STAT MI Cuts Heart Attack Damage
words by eve jacobs / illustration by eric miller
eart attacks demand swift medical action. The NJMS/UH cardiology team’s inspired application of cell phone technology to reducing delays in getting patients into the cardiac catheterization laboratory has had an enormous impact since its launch (noted just over two years ago in Time magazine’s review of the year’s top medical triumphs). The team uses new wireless technologies and software linked in a network to transmit high resolution electrocardiograms (ECGs) from the ambulance directly to cardiologists via their smart phones.
The time from administering the initial ECG in the field to availability for view by the physician on the smart phone is approximately 90 seconds. If the cardiologist verifies that the patient is having a heart attack, the patient skips the ER and is transported directly into the hospital’s cardiac catheterization lab for primary angioplasty.
Now, this same group has taken another giant step in heart care, demonstrating the value of the STAT MI program way beyond their own wildest imaginations. They’ve proven that heart attack size is smaller, length of hospital stay is shorter and mortality is reduced for patients treated through this early identification wireless network system. “The size of the heart attack is the biggest predictor of long-term outcome,” says Marc Klapholz, MD, professor of medicine and director of cardiology at UMDNJ-New Jersey Medical School (NJMS) and University Hospital (UH), who heads up the project.

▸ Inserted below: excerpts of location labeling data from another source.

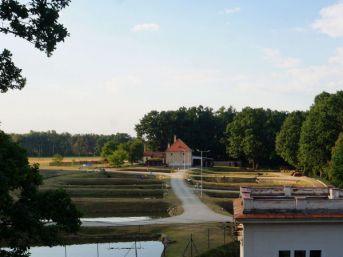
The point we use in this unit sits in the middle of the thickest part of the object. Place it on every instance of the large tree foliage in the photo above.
(24, 210)
(201, 127)
(35, 21)
(319, 133)
(251, 135)
(287, 140)
(118, 157)
(336, 172)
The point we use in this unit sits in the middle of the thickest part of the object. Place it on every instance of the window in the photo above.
(300, 253)
(284, 253)
(315, 253)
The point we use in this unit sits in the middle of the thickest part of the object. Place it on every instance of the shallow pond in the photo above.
(127, 249)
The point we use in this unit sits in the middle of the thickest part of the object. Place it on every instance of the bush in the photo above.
(118, 157)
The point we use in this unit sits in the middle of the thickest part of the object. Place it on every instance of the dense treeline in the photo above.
(312, 141)
(200, 127)
(251, 136)
(46, 144)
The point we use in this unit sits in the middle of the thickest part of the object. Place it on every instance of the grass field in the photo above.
(114, 194)
(205, 236)
(76, 163)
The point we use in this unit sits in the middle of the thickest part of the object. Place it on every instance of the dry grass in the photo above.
(106, 194)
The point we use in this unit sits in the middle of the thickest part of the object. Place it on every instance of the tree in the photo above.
(287, 140)
(319, 133)
(135, 150)
(36, 22)
(251, 136)
(24, 210)
(118, 157)
(108, 149)
(57, 158)
(337, 162)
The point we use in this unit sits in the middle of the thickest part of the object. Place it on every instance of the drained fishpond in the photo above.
(124, 249)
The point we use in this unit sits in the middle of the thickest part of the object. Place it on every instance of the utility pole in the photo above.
(184, 160)
(201, 164)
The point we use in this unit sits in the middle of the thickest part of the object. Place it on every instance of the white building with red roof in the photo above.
(289, 222)
(179, 154)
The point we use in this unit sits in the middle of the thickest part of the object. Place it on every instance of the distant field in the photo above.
(106, 194)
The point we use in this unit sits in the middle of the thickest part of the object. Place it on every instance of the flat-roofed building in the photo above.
(289, 222)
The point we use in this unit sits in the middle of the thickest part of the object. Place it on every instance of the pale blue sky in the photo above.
(127, 57)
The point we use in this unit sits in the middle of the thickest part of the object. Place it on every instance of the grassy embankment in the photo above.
(114, 194)
(77, 163)
(177, 235)
(221, 184)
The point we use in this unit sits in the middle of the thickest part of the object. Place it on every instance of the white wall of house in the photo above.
(266, 240)
(179, 159)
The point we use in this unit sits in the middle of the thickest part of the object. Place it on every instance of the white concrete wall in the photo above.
(266, 240)
(177, 159)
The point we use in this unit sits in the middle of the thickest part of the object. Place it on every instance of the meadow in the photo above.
(114, 194)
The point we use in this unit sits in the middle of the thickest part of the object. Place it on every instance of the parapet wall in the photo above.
(289, 200)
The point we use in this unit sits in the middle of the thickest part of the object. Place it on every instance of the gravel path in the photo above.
(194, 210)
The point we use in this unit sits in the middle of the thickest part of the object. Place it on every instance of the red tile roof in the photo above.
(241, 217)
(179, 146)
(154, 154)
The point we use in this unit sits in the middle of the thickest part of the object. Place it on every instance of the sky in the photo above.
(125, 58)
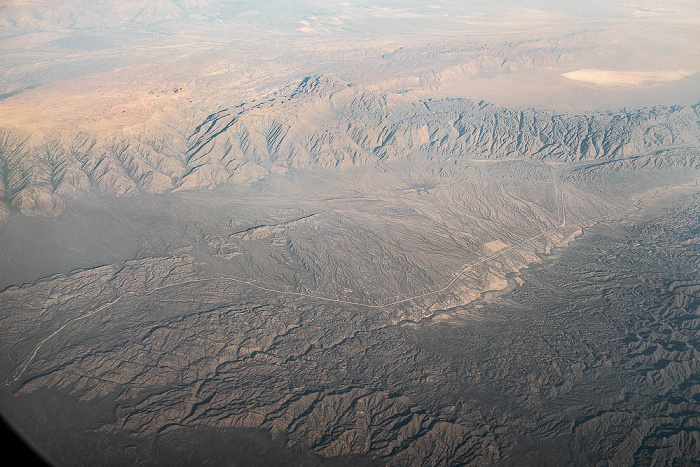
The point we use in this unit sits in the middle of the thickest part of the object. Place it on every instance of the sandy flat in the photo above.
(626, 78)
(495, 245)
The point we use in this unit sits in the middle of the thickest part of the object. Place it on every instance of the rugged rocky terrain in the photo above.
(309, 233)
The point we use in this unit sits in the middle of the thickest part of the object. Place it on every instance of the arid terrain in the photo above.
(319, 233)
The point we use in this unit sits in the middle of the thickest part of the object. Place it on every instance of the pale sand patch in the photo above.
(626, 78)
(495, 245)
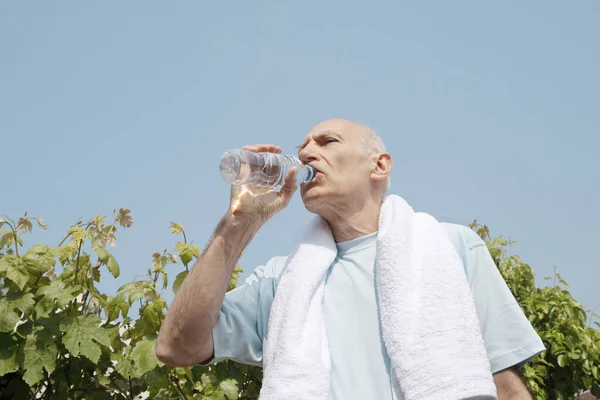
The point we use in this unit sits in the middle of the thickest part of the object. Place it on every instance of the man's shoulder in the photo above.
(274, 266)
(462, 237)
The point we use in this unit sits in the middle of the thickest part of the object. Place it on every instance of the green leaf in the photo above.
(15, 270)
(179, 280)
(208, 379)
(44, 255)
(102, 254)
(136, 290)
(8, 305)
(176, 228)
(39, 352)
(56, 291)
(124, 219)
(84, 336)
(144, 356)
(230, 388)
(8, 354)
(216, 395)
(113, 267)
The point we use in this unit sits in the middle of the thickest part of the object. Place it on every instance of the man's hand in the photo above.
(509, 386)
(259, 204)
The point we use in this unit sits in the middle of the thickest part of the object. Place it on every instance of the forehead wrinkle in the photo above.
(318, 136)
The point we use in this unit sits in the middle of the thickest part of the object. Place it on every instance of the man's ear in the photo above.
(381, 166)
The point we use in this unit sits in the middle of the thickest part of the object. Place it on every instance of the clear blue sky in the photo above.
(490, 110)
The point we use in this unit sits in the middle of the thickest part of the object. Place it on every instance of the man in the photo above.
(204, 325)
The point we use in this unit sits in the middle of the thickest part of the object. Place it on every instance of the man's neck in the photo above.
(353, 223)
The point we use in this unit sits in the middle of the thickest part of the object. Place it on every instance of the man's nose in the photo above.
(307, 154)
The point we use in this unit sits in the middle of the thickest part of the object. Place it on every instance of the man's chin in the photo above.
(311, 195)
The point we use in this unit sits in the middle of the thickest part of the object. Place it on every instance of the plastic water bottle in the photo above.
(245, 167)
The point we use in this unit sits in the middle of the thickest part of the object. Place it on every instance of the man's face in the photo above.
(334, 148)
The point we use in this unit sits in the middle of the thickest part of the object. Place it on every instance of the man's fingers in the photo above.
(260, 148)
(290, 185)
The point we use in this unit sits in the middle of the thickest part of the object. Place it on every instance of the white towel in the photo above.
(428, 317)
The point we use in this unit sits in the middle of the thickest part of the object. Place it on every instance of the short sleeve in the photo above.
(509, 338)
(241, 325)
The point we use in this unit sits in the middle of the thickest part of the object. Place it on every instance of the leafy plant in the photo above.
(61, 338)
(571, 362)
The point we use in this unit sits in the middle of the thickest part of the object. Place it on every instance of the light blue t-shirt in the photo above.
(360, 363)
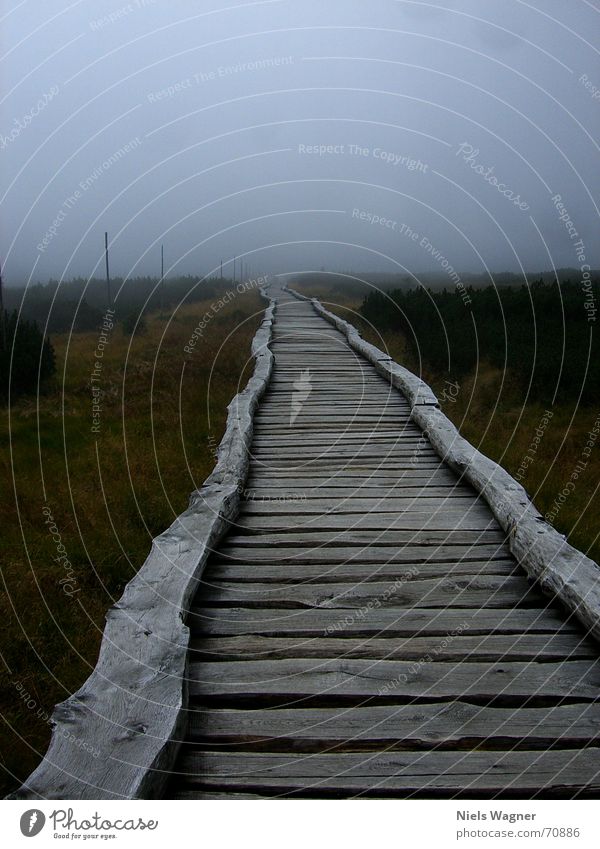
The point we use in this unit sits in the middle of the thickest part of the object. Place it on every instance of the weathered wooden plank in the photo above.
(306, 551)
(384, 622)
(349, 571)
(458, 724)
(428, 679)
(555, 646)
(116, 736)
(379, 521)
(543, 552)
(396, 506)
(481, 591)
(318, 535)
(552, 773)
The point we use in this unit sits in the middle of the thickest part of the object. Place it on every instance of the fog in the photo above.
(383, 135)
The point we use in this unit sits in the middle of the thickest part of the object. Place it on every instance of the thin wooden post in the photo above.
(162, 276)
(2, 319)
(107, 271)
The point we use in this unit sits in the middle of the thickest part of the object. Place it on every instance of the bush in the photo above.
(32, 356)
(539, 333)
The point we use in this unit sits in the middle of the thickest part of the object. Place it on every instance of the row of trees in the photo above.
(26, 357)
(540, 333)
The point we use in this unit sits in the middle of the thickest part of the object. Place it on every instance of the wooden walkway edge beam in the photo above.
(117, 736)
(560, 569)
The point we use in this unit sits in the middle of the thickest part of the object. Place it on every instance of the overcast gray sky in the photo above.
(299, 133)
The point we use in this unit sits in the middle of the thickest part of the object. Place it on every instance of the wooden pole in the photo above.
(107, 271)
(162, 276)
(2, 320)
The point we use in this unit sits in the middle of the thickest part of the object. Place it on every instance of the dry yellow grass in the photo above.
(79, 509)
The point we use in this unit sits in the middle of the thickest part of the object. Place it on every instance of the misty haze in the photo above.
(300, 387)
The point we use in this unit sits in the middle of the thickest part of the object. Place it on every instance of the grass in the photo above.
(79, 509)
(490, 411)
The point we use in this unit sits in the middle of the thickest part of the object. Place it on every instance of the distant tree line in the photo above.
(539, 332)
(26, 356)
(78, 305)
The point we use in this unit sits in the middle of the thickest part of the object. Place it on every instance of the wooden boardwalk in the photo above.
(363, 629)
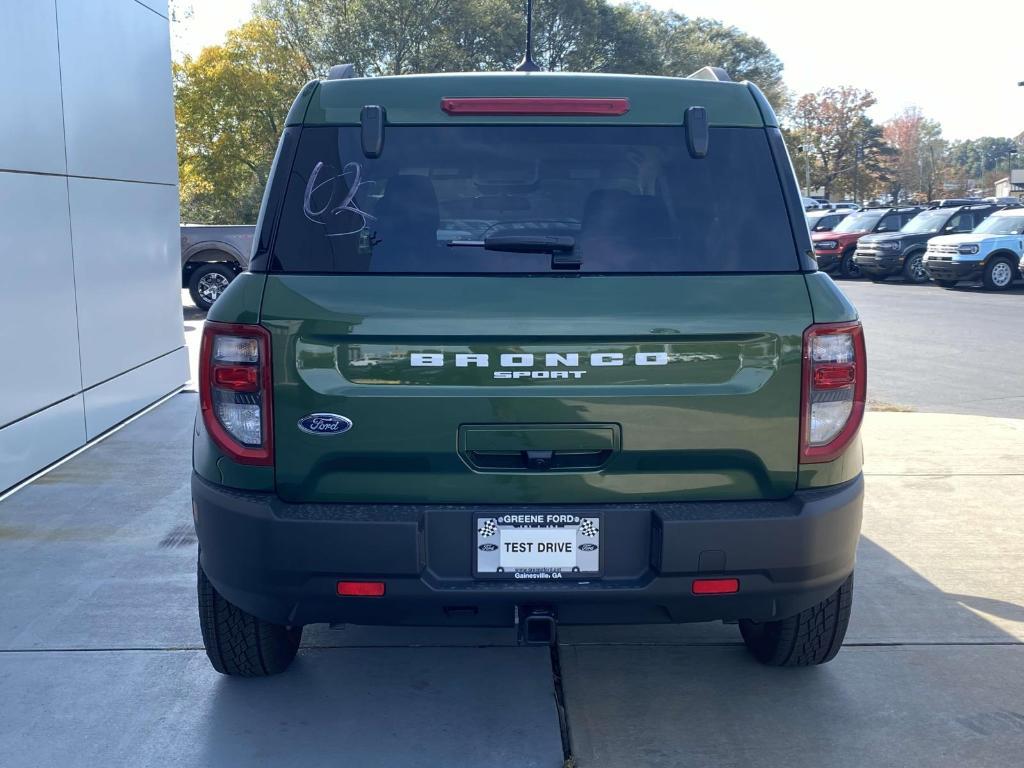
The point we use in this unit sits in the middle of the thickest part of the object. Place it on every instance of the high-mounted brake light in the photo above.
(833, 394)
(536, 105)
(235, 390)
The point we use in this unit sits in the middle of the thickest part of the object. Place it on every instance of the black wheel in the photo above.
(813, 636)
(847, 267)
(999, 273)
(239, 643)
(913, 267)
(208, 282)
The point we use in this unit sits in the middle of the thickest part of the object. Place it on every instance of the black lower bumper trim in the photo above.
(953, 269)
(282, 561)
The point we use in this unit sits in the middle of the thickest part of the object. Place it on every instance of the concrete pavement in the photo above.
(100, 659)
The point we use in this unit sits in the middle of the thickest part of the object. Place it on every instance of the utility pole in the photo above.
(807, 169)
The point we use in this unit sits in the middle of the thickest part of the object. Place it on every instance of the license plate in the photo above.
(538, 546)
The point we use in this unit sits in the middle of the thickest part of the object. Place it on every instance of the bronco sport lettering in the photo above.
(582, 396)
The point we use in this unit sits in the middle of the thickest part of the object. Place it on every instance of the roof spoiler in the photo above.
(711, 73)
(341, 72)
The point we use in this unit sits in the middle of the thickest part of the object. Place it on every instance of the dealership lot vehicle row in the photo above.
(948, 241)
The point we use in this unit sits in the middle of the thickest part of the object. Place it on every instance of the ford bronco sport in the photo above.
(992, 252)
(505, 356)
(880, 256)
(835, 250)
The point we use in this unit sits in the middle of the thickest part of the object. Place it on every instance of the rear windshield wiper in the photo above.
(560, 247)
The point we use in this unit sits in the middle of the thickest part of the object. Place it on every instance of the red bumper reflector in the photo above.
(716, 586)
(360, 589)
(521, 105)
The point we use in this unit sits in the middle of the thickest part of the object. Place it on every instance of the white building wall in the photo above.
(90, 312)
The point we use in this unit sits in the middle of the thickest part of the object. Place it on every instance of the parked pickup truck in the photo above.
(211, 257)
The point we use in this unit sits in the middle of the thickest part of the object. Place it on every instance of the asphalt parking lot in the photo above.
(101, 663)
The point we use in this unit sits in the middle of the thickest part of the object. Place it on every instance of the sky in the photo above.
(960, 64)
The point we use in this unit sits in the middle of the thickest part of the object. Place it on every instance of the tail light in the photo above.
(536, 105)
(235, 390)
(834, 389)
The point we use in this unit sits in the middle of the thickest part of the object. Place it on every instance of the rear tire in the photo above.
(913, 268)
(812, 637)
(208, 282)
(847, 268)
(239, 643)
(999, 274)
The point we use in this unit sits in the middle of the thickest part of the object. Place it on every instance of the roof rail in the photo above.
(711, 73)
(341, 72)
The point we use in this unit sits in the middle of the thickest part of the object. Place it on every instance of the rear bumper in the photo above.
(282, 561)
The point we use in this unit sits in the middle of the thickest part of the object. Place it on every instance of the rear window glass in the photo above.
(443, 199)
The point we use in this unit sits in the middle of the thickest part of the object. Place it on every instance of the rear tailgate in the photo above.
(556, 389)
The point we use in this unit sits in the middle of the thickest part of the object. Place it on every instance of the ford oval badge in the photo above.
(325, 424)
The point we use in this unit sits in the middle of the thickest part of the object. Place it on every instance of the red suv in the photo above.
(834, 250)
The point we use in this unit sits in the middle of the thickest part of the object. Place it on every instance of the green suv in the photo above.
(506, 355)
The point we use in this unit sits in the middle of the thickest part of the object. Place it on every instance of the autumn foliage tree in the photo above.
(844, 144)
(230, 102)
(231, 98)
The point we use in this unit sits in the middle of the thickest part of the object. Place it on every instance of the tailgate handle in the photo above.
(538, 448)
(537, 461)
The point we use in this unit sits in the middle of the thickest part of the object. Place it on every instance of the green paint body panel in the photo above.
(828, 303)
(718, 420)
(415, 99)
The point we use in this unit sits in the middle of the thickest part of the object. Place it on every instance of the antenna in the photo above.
(527, 64)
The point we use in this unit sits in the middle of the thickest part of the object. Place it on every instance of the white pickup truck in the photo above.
(211, 257)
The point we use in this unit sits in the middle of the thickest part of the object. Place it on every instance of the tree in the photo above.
(833, 126)
(398, 37)
(681, 45)
(977, 163)
(920, 144)
(230, 103)
(231, 98)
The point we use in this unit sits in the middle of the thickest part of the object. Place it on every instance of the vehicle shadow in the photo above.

In addition, gender bias, which puts women at a serious disadvantage in heart attack treatment, is virtually eliminated. Klapholz explains: “The STAT MI program certainly benefits men — their time into treatment is cut by 63 minutes. But women benefit even more — their time is cut by 131 minutes, which translates into greatly reduced heart attack size and vastly improved pump function.”
And it doesn’t stop there. Edo Kaluski, MD, director of interventional cardiology at NJMS/UH, explains that there is a “halo effect,” which means that even heart attack patients who walked into the emergency room, so were not part of the STAT MI group, benefited since medical response time for all patients was reduced. “STAT MI had a good effect for everybody. And refinements leading to improvements have continued over time — meaning further reductions in response time and greater improvements for all STAT MI and other heart attack patients,” he says.